Ich verpflichte mich für sämtliche aus dem Mietvertrag entstandenen Verpflichtungen ohne zeitliche Begrenzung und auf Aufforderung zu bürgen. Aus dieser Bürgschaft werde ich auf erstes schriftliches Anfordern umgehend Zahlung leisten, sofern mir vom Vermieter mitgeteilt wird, dass der Mieter seinen vertraglichen Verpflichtungen nicht in vollem Umfang nachgekommen ist.

Bei der vorliegenden Bürgschaft handelt es sich um eine selbstschuldnerische Bürgschaft. Der Bürge verzichtet auf die Einreden der Anfechtbarkeit, der Aufrechenbarkeit und der Vorausklage (vgl. §§ 770, 771 des BGB).

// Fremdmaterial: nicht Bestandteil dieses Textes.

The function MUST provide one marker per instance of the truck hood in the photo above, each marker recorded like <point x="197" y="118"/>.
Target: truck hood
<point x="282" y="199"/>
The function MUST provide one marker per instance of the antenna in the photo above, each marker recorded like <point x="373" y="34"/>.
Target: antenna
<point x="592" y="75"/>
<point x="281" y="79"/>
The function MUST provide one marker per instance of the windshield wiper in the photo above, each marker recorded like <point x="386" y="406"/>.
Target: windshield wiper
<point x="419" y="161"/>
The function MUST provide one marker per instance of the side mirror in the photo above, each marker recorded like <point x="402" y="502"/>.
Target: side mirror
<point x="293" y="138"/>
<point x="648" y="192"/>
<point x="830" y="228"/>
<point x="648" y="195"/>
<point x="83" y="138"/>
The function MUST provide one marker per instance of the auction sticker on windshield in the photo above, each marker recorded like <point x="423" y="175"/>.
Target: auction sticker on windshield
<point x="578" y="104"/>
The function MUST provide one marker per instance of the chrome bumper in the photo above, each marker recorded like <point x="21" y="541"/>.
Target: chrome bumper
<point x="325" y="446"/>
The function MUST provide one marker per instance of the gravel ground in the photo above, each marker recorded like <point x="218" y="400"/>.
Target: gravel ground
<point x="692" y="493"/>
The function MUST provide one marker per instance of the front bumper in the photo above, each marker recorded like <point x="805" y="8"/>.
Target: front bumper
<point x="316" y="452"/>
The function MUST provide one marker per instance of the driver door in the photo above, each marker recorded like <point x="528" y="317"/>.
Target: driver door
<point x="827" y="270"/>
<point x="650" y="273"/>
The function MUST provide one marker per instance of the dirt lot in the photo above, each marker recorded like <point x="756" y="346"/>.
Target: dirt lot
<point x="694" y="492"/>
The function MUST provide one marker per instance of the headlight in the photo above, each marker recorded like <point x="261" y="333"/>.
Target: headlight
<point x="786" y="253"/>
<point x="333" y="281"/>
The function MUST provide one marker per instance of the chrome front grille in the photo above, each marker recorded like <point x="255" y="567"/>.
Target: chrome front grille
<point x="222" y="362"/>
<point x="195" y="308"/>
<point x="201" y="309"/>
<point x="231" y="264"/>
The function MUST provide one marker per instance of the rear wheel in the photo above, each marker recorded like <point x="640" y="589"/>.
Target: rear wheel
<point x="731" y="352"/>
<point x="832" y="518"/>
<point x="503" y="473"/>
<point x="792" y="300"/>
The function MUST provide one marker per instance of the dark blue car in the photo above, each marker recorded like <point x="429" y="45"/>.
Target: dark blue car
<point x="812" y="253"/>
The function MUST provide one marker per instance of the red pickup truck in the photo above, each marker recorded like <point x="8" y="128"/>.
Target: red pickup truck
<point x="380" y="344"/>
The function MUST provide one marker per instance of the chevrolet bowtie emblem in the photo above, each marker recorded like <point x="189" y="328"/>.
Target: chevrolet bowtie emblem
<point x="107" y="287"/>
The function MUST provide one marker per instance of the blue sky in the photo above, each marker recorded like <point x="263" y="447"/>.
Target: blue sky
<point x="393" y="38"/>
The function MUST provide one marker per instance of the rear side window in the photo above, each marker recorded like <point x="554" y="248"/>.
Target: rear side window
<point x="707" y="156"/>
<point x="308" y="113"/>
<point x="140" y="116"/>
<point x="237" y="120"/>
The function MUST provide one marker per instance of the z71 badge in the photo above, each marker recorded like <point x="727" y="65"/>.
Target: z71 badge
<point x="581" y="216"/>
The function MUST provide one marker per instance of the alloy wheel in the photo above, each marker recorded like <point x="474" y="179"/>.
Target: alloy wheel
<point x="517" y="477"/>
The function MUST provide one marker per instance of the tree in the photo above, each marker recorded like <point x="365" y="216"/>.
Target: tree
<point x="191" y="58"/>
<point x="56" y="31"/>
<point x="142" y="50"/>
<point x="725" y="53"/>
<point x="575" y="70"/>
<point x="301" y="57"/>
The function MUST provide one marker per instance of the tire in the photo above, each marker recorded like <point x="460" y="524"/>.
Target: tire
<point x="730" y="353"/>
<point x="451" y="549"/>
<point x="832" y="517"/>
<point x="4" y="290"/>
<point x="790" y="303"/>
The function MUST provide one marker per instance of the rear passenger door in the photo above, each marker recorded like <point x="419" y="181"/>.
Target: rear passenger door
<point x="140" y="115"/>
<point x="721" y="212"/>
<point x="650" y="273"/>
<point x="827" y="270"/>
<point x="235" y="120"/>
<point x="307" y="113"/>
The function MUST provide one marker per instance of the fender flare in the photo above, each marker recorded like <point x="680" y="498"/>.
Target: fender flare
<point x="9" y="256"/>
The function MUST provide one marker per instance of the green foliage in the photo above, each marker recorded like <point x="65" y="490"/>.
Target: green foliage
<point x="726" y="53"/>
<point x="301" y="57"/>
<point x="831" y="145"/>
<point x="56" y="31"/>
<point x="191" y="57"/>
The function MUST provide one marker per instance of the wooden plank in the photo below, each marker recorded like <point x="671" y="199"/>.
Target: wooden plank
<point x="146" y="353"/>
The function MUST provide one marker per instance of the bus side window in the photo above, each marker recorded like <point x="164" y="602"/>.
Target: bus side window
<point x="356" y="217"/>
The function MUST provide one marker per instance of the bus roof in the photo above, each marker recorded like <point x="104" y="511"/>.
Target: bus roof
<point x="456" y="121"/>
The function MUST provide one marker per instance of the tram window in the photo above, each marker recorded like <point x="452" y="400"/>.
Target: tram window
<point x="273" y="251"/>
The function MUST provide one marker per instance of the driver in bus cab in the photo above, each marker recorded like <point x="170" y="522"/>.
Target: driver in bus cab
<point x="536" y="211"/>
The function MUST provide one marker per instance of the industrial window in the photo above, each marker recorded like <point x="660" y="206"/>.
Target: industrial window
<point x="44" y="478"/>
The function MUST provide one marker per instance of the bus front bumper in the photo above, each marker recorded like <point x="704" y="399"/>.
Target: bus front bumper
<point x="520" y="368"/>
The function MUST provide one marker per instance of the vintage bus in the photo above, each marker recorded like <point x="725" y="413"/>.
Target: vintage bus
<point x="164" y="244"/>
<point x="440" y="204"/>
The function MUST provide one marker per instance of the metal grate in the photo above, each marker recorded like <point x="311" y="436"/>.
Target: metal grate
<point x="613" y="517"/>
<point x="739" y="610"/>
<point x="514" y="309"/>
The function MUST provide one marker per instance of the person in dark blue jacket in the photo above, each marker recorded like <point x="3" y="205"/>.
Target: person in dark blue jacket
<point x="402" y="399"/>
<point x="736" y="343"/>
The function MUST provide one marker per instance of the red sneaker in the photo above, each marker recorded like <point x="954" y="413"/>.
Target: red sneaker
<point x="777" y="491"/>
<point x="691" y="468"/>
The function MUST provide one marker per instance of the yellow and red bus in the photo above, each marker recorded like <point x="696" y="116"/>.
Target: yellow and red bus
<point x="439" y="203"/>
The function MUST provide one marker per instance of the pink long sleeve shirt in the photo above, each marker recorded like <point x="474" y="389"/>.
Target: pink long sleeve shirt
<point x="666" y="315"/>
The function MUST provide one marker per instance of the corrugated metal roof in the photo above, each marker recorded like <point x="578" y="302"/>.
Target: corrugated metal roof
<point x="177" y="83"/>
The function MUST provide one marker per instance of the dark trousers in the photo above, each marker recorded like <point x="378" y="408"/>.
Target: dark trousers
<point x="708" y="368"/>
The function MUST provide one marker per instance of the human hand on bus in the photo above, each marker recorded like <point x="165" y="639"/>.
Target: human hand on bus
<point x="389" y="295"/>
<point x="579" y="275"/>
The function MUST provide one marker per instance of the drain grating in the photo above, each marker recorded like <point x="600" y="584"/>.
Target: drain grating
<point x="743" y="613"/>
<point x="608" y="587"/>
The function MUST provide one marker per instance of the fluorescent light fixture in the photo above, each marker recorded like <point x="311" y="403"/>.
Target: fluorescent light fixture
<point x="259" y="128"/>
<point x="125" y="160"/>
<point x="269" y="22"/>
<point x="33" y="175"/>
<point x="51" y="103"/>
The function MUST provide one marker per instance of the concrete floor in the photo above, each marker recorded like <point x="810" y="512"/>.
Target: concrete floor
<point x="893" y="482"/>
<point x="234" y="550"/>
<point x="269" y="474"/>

Die Bürgschaft erlischt automatisch mit der Beendigung des Mietverhältnisses.

Selbstschuldnerische Bürgschaftserklärung

Bei einer selbstschuldnerischen Bürgschaft wird ein einseitig verpflichtender Vertrag mit dem Vermieter geschlossen. Ähnlich einer Schuldmitübernahme, erklärt man sich als Bürge in diesem Fall dazu bereit, für eventuelle Zahlungsausfälle aus dem Mietvertrag aufzukommen und diese zu begleichen. Laut §766 BGB bedarf diese Erklärung immer der Schriftform und setzt Bonität des Bürgen voraus.

Diese Form der Bürgschaft von Vermietern dann in Anspruch genommen, wenn bei den neuen Mietern unter Umständen die finanzielle Lage nicht sehr gut abgesichert scheint. Hier wird dann von einer Mietbürgschaft gesprochen, die aber grundsätzlich die gleichen Voraussetzungen erfüllt, wie die selbstschuldnerische Bürgschaft.